You might conceivably consider entering the business world, as an alternative, but the opportunities it offers are strictly limited. This is the Holy of Holies, and since its true hierarchy is almost exclusively composed of citizens of the Master State (whether they are card-carrying citizens or only de facto citizens is of no import), the chances of a helot rising to those secure seats of power are almost nonexistent. But as a politician you would be employed in the services of the Business God, and as a valuable and trusted slave, you would be deserving of good treatment and assured of a safe niche.
There is another course you might consider taking. You could follow the example of so many of your compatriots and anticipate events by journeying to Rome, before the Marines come north for you. As a beginning you could voluntarily enlist in the legions of the Eagle and thereby gain the jump on those of your generation who do not yet realize that the day approaches when the Ottawa satraps will join Australia, New Zealand, and other such in sending levies to fight America’s wars for her. Since you have no Negro, Indian, Eskimo, or other dubious blood in your veins, you ought to be able to wangle a cushy job far from the sound of battle and from the stench of burning babies. Eventually you could hope to be rewarded with citizenship in the Master State, and although this would require that you reject all you have heretofore been taught to believe is good in man, it would at least provide you with something you never had before – a verifiable nationality.

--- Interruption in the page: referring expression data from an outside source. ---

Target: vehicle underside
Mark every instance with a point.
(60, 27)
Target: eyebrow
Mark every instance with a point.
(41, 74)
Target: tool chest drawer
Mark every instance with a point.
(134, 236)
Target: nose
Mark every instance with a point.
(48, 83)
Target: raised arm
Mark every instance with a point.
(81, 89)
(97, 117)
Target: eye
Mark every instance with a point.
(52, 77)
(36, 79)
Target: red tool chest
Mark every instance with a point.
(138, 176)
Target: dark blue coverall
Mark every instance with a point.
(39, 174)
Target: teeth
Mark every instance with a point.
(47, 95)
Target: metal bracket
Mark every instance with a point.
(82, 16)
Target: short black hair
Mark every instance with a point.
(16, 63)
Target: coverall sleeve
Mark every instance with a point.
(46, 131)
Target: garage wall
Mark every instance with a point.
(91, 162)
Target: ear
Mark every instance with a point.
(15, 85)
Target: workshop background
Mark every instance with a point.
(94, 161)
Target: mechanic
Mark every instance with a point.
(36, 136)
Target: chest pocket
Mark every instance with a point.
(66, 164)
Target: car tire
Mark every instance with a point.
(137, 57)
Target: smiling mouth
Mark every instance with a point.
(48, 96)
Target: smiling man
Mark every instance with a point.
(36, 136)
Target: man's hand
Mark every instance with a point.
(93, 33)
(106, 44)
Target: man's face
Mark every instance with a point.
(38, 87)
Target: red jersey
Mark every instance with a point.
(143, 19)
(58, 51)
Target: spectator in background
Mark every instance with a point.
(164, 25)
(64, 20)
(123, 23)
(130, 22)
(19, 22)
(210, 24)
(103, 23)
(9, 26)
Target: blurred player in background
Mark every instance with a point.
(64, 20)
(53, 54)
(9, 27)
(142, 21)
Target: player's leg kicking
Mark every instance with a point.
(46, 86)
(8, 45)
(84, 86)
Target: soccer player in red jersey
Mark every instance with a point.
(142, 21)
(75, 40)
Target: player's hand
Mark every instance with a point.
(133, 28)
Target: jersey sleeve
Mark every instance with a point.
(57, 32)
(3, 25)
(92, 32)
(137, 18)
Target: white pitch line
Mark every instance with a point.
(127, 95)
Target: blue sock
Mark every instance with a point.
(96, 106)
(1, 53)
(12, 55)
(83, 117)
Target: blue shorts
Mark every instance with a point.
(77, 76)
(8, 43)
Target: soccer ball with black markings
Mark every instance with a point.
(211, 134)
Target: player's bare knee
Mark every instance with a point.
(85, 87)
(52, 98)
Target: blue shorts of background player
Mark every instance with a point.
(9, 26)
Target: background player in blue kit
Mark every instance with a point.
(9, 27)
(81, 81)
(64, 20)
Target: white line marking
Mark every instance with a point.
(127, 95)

I have only suggested a few of the possible funk holes, and you will easily think of many more. The point is that you should be thinking about them very seriously, and right now. Time is running out for your fellow slaves who, complacent and myopic as they are, believe they have made a splendid bargain with a kindly master. The cold and brutal hour when they learn the truth, and when they learn the price of their betrayal of themselves and of their land, lies close at hand. God help them then, for no one else will wish to, if they could.
Mowat, Farley. “Letter to My Son.” The New Romans: Candid Canadian Opinions of the U.S. Ed. Al Purdy. Edmonton: Hurtig, 1968. 1–6.